3. Schools That Wait Will Lose
The final dynamic is about speed and intentionality. In January 2026, AACSB released an updated framework on AI in business education, produced in partnership with GMAC and the Graduate Business Curriculum Roundtable and drawing on evidence from 48 schools across its global network. The report found a decisive shift: schools have moved from isolated pilots and exploratory experiments to coordinated, institution-wide implementation – redesigning curricula, redefining faculty roles, investing in infrastructure, and building governance around AI use. Critically, this is not confined to wealthy or technically oriented institutions. Schools across regions, scales, and funding models have made the transition. The report concludes that waiting for perfect clarity around AI is not a viable strategy. AI literacy is increasingly treated as a foundational competency for all business graduates, not a niche specialism.

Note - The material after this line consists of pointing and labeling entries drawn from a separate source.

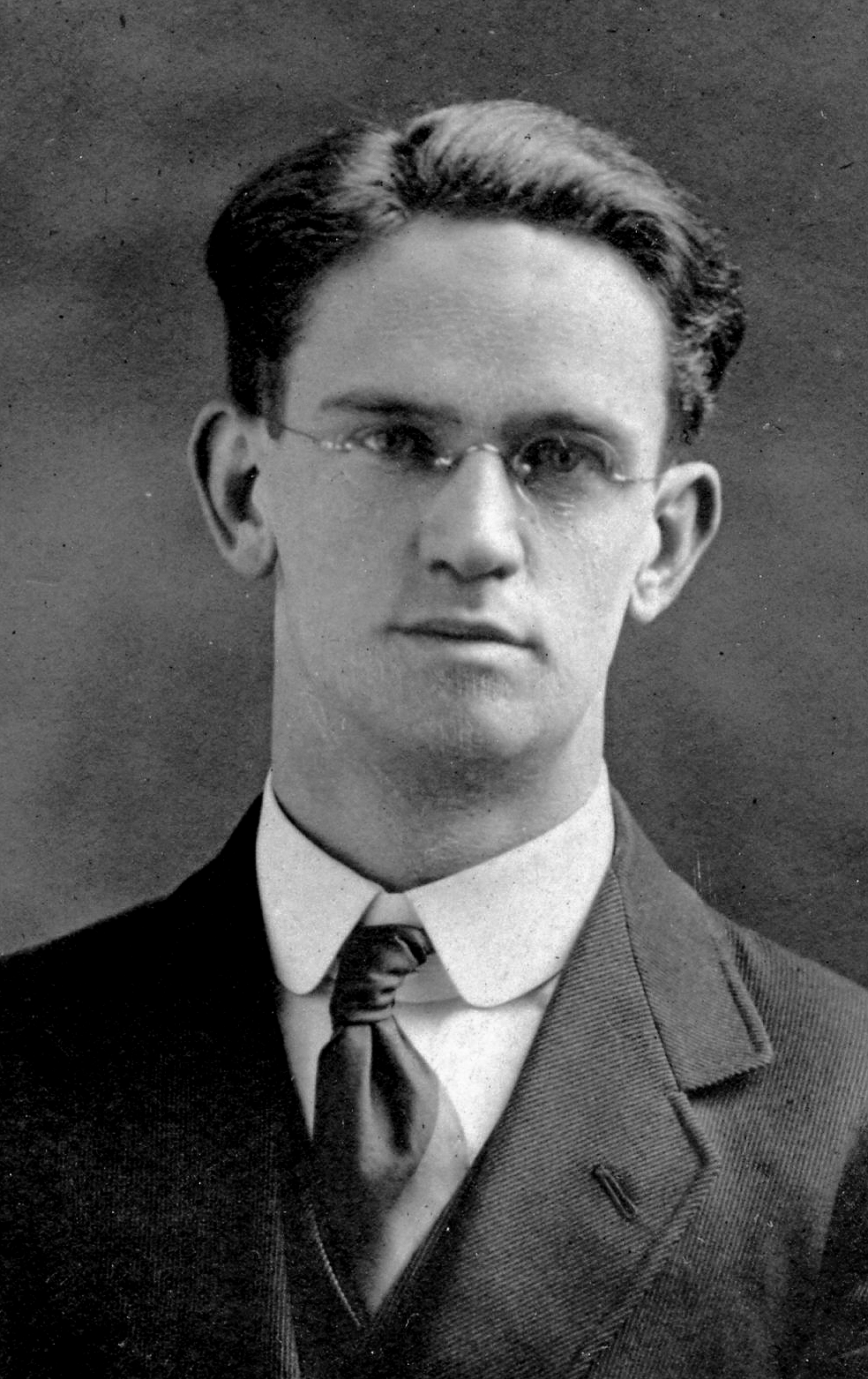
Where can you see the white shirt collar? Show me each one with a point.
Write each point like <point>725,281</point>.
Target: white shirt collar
<point>499,930</point>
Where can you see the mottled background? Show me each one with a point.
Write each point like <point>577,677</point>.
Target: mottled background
<point>135,671</point>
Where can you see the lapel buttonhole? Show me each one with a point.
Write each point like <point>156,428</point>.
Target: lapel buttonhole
<point>616,1192</point>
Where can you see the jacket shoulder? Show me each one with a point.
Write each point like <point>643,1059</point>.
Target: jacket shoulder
<point>166,943</point>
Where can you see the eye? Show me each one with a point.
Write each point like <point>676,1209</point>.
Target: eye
<point>397,443</point>
<point>556,455</point>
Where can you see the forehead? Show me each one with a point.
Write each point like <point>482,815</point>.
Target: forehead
<point>484,316</point>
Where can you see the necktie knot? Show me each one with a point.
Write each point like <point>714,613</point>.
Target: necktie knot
<point>374,963</point>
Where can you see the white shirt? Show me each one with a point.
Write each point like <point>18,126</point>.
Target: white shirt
<point>502,933</point>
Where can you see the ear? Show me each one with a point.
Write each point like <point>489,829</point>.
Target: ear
<point>223,458</point>
<point>686,517</point>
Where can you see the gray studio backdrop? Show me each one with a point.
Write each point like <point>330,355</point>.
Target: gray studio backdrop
<point>135,671</point>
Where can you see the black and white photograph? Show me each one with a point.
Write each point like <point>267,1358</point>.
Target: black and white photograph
<point>433,927</point>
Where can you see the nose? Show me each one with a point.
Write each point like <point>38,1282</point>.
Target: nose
<point>473,527</point>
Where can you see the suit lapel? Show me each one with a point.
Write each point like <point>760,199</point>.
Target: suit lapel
<point>598,1161</point>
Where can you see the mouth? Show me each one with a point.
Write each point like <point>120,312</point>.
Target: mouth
<point>465,629</point>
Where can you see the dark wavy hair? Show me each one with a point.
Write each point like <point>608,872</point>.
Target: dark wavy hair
<point>330,200</point>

Crucially, the schools succeeding are not necessarily the richest or most technically oriented. The AACSB found that effective AI integration depends more on people and governance than on technology. Schools investing in faculty development, clear institutional policies, and a culture of responsible experimentation are outperforming those that lead with technology purchases. Worth noting is also that in a recent analysis, 95% of surveyed schools now include explicit guidance on ethical AI use – a reflection of the fact that regulation, litigation, and reputational risk have made AI governance a strategic competency.
The pace of change in AI is dizzying. The underlying technology has evolved from GPT-4 to agentic AI systems in a matter of months, and the curricula being designed today may look outdated by the time students graduate. For that reason, expect to see more microcredentials and continuous learning from leading business schools.
But the core lesson from the data, the employers, and the schools leading this transformation is surprisingly stable: strategic judgment, ethical reasoning, communication, and the ability to lead through ambiguity are not being displaced by AI. They are being made more valuable by it. The schools and the students that will come out ahead are those that have understood this duality – that AI fluency is becoming table stakes, but it is no substitute for the human instincts that have always defined great leadership.